The onset of the coronavirus pandemic has accelerated this demand. Companies are not only looking to cut losses, increase efficiency, and improve their financials, but they are also under pressure to maintain supply in the face of unprecedented spikes in demand. “For quite a few of our manufacturers, demand for their food products increased in dozens of percentages after COVID-19 started,” said the CEO.
Manufacturers were left with two choices: to either build new production lines to meet demand – but ‘this takes years’ and ‘huge investments’, said Akavia – or optimise their processes, which can ‘quickly translate into increased capacity’.
Seebo completes $9m funding round
Moving forward, Seebo wants to expand its customer base and ‘help more manufacturers reduce waste’.
A recently closed funding round of $9m (€7.7m) will help the start-up do just that. The round was led by Ofek Ventures, with the participation of Vertex Ventures, and existing investors Viola Ventures and TYP Capital. To date, Seebo has raised a total of $31m.

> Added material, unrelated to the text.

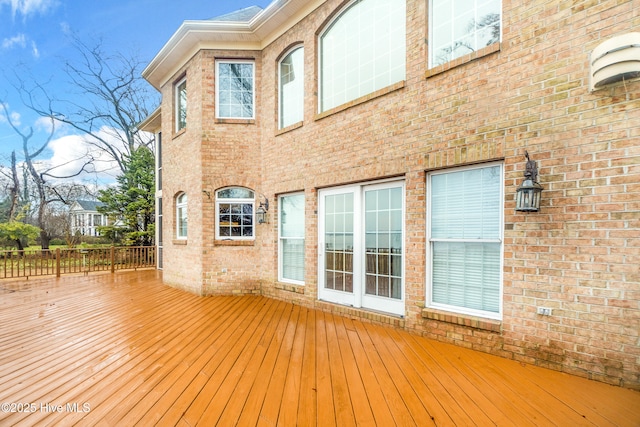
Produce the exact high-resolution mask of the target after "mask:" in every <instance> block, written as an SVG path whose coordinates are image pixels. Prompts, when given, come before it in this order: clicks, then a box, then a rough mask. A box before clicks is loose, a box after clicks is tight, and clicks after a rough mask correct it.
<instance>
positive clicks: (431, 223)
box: [430, 165, 502, 313]
mask: <svg viewBox="0 0 640 427" xmlns="http://www.w3.org/2000/svg"><path fill="white" fill-rule="evenodd" d="M430 180H431V181H430V183H431V197H430V203H431V206H430V208H431V229H430V239H431V257H432V266H431V267H432V272H431V274H432V281H431V282H432V302H433V303H436V304H445V305H451V306H456V307H460V308H466V309H470V310H478V311H484V312H489V313H499V311H500V298H501V295H500V271H501V258H500V252H501V248H502V243H501V238H502V230H501V215H502V211H501V206H502V204H501V202H502V201H501V197H502V196H501V195H502V191H501V186H502V173H501V166H500V165H498V166H489V167H480V168H473V169H465V170H461V171H455V172H449V173H443V174H436V175H432V176H431V177H430ZM480 239H483V240H495V242H480V241H478V240H480Z"/></svg>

Ofek Ventures partner Itay Rand said Seebo has ‘cemented’ itself in the fields of predictive quality and industrial AI. “Manufacturers today understand that in order to compete successfully they must adopt effective process optimisation capabilities, and there is a clear recognition that industrial AI and a data-driven approach is fundamental to achieving that goal.”
Seebo will also use the money to ‘continuously improve’ its AI engine, we were told. “We believe that from the technological perspective, we have the best AI solution in the world to deal with production waste problems. But we want to solidify that position and we want to maintain this position. To do so…we need to continuously invest in research and development and provide new features and new generations of our technology.”